While crew members experience comfortable pressure while living in the orbiting laboratory, the space station does experience tiny air leaks over time. Regular repressurization is possible thanks to nitrogen tanks that are included on cargo resupply missions that deliver them to the space station.

However, NASA and the agency's international partners discovered last September that the cabin air leak rate had slightly increased. They have been gathering data on this between spacewalks and the arrivals and departures of spacecraft, the agency said.

This graphic shows the different segments of the space station.

Again, the rate has slightly increased.

This weekend's stay in the Russian segment will allow the astronauts and their ground teams to locate the source of the leak and hopefully repair it.

This means all of the space station's hatches will remain closed. Mission control will note the air pressure in each module of the space station to determine which module is leaking more air.

NASA and Roscosmos, the Russian space agency, believe they will have early results by the end of next week.

The Zvezda service module is roomy enough for the three crew members and has been inhabited by humans since the first crew arrived at the space station on November 2, 2000.

In the Russian segment, they will be able to access the Poisk mini-research module, as well as their Soyuz ship.

Poisk, which is also called Mini-Research Module 2, includes a docking port for the Soyuz ship, an area to prepare for spacewalks, power supply outlets, internal and external workstations and extra room for scientific experiments.

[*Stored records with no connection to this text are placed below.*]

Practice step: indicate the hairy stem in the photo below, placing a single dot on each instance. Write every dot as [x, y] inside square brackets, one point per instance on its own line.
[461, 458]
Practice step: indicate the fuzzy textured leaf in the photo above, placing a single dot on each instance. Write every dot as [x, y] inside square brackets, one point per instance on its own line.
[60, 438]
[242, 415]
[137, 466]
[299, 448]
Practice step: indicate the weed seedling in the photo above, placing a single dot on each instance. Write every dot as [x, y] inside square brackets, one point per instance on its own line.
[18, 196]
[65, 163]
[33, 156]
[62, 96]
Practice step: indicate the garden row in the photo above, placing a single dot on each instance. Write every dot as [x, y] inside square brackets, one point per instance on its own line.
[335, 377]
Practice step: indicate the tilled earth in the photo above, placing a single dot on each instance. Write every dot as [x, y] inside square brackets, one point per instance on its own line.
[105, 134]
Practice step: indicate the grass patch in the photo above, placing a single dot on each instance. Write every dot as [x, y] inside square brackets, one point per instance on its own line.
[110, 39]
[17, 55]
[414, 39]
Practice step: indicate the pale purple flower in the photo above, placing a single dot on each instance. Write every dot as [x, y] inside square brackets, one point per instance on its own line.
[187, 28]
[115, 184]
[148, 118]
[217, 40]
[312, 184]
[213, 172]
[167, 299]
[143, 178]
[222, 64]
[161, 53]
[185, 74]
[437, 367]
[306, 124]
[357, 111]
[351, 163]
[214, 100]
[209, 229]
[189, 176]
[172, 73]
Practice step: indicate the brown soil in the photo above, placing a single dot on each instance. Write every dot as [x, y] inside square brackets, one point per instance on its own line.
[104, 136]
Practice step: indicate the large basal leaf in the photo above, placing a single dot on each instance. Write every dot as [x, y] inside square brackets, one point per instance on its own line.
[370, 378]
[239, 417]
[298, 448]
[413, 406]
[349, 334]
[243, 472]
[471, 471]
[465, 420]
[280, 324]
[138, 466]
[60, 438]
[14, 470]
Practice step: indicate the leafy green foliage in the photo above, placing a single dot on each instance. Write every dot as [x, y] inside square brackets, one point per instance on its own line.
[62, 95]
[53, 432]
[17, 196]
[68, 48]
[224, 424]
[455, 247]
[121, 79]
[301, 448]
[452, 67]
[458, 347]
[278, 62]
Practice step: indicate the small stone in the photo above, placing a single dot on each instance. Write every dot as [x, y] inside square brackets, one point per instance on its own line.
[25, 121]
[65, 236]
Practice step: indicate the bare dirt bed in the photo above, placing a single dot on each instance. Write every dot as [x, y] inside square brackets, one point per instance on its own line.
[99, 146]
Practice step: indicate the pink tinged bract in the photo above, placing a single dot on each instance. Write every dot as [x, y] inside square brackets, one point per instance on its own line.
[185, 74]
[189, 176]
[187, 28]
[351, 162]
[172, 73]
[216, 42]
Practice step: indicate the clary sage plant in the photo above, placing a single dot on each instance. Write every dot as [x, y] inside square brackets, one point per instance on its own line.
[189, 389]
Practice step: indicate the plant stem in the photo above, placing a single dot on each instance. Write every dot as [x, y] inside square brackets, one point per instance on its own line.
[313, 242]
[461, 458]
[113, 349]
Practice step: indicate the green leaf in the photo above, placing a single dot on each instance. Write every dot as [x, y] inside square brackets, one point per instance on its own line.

Space station teams keep rotating

Cassidy, Vagner and Ivanishin will depart the space station on October 21 and return to Earth, landing in Kazakhstan. The trio will have spent 195 days together on the space station. They launched to the space station in April.

A week before that departure, NASA astronaut Kate Rubins and Russian cosmonauts Sergey Ryzhikov and Sergey Kud-Sverchkov will launch from the Baikonur Cosmodrome in Kazakhstan and dock at the space station.

NASA and SpaceX announced last week that the SpaceX Crew-1 mission will launch to the space station on October 23, carrying NASA astronauts Mike Hopkins, Victor Glover, Shannon Walker and Japanese space agency astronaut Soichi Noguchi.

This mission is dependent on reviews of data as well as NASA certification after NASA's SpaceX Demo-2 test flight. Demo-2 included the successful May 30 launch of NASA astronauts Bob Behnken and Doug Hurley to the space station from Florida. They returned safely to Earth, splashing down August 2 in the Gulf of Mexico.

The Demo-2 mission was the first flight test to include a crew for a commercially owned and operated human space system, according to NASA. Once SpaceX's system is certified by NASA, it will be able to regularly send astronauts to the space station from the United States.

This ends NASA's reliance on launching from Kazakhstan to reach the space station, but the agency will still continue to launch astronauts from the Baikonur Cosmodrome.

If the Crew-1 mission launches in October as planned, this will allow NASA's SpaceX Crew-2 mission to launch next spring to the space station.